Que vaut votre voix?
Cette conversation pourra être enregistrée à des fins de qualité. Si vous n’avez jamais entendu cette phrase, vous êtes sans doute l’un des hommes les plus heureux sur terre. Heureux, car vous ne connaissez pas les longues files d’attente au service clients, les conversations téléphoniques inaudibles, les frustrations, les énervements. Mais peut-être êtes-vous également heureux parce que votre voix n’est pas profilée. Oui, exactement, vous avez bien lu: notre façon de parler, notre intonation, les accents que nous mettons, le volume, le type de mots que nous utilisons: tout est sujet à analyse. Une analyse qui peut se faire en temps réel pour permettre à votre interlocuteur d’adopter la meilleure attitude possible.
Accepterions-nous que notre voix puisse être manipulée?
Ce ne sont pas là mes propos, mais ceux du Dr. Joseph Turow, professeur à l’Université de Pennsylvanie, dans son ouvrage ‘The Voice Catchers’. Il y met en garde contre les dangers de l’analyse vocale et de la reconnaissance de modèles, et insiste sur les risques potentiels de dérive par les ‘big tech’ qui collecteraient ainsi encore plus de données personnelles sur vous et moi. La voix est en effet un instrument biométrique. Un assistant intelligent comme Google Assistant, Siri ou Alexa ne se limite plus à reconnaître notre voix, mais parvient à en déduire notre humeur et adapte ses réponses en conséquence. Et à ce stade, la ‘voie’ est ouverte à toutes les dérives. “Eh, achetez ici du chocolat car vous en mourrez d’envie”, est sans doute l’une des réactions les plus innocentes.
Reste qu’il faudrait se poser la question de manière plus profonde: voulons-nous courir le risque que notre voix soit manipulée? Acceptons-nous le risque que notre voix soit désormais un instrument biométrique et que des algorithmes la traitent à loisir? Accepterions-nous de recevoir dès lors des promotions plus personnalisées? Si nous pouvons en retirer un avantage, la réponse de bon nombre d’entre nous sera ‘oui’. Mais accepterions-nous aussi que des algorithmes fassent une analyse erronée de notre modèle de voix et que nous ne puissions plus alors conclure d’assurance-vie sur la base de notre profil ou poser notre candidature à un emploi?

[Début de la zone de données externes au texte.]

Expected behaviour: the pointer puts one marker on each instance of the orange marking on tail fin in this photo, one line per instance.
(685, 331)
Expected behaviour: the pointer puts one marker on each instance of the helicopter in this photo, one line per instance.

Car qu’en sera-t-il lorsque l’assistant numérique aura vraiment évolué et pourra reconnaître nos désirs, nos pensées profondes et même notre caractère? Quid si ‘big tech’ décide de monétiser ces données à des assureurs, banquiers, recruteurs, sociétés de gardiennage, voire à des services de police? Sous couvert de progrès social – écarter les criminels, escrocs et autres chauffards – mais en sachant que l’analyse scientifique n’est pas toujours infaillible. Ce qui, pour autant que je sache, n’est pas encore vraiment prouvé à ce jour, de telle sorte que l’analyse vocale est à ranger dans le même sac que la phrénologie: une théorie pseudo-scientifique selon laquelle les bosses du crâne d’un être humain reflètent son caractère.
Le plus inquiétant est que big tech est bel et bien en train d’examiner ou d’envisager la possibilité de monétiser votre voix. Rohit Prasad, le ‘chief scientist’ à l’origine de l’assistant Alexa d’Amazon, annonçait dès 2019 que sa société allait tester la détection de frustration. Google a déposé un brevet portant sur l’analyse de la voix de ses assistants vocaux lui permettant de déterminer où chaque membre d’un ménage se trouve. Un autre brevet concerne la reconnaissance du sexe et de l’âge sur la base de la voix.
Et de nouveaux acteurs émergent. ‘Hey Spotify’ est l’assistant vocal lancé dans le plus grand secret par l’appli de musique Spotify. Cette même Spotify annonçait en janvier avoir obtenu dès 2018 un brevet pour reconnaître les voix et recommander des chansons en fonction ‘du sexe, de l’âge, de l’accent ou de la situation émotionnelle’. Après protestation des musiciens, des organisations des droits de l’homme et de citoyens impliqués, Spotify a fait savoir qu’elle n’avait aucun plan précis concernant la mise en pratique de ce brevet.
Joseph Turow a-t-il raison de nous avertir que notre voix génère des données à des fins de marketing? En réalité, je n’en suis pas sûr à 100%. Mais je sais qu’il ne faut pas être naïf. Le palmarès éthique discutable des big tech de ces dernières années – Facebook en tête – en est la meilleure preuve. Heureusement, nous vivons en Europe et il existe une certaine pression régulatoire pour éviter un tel scénario. Mais je n’oserais pas mettre ma main au feu que ce sera suffisant. Joseph Turow espère que son ouvrage permettra surtout de susciter le débat sur la puissance et les risque de la technologie vocale. Car il n’est pas encore trop tard.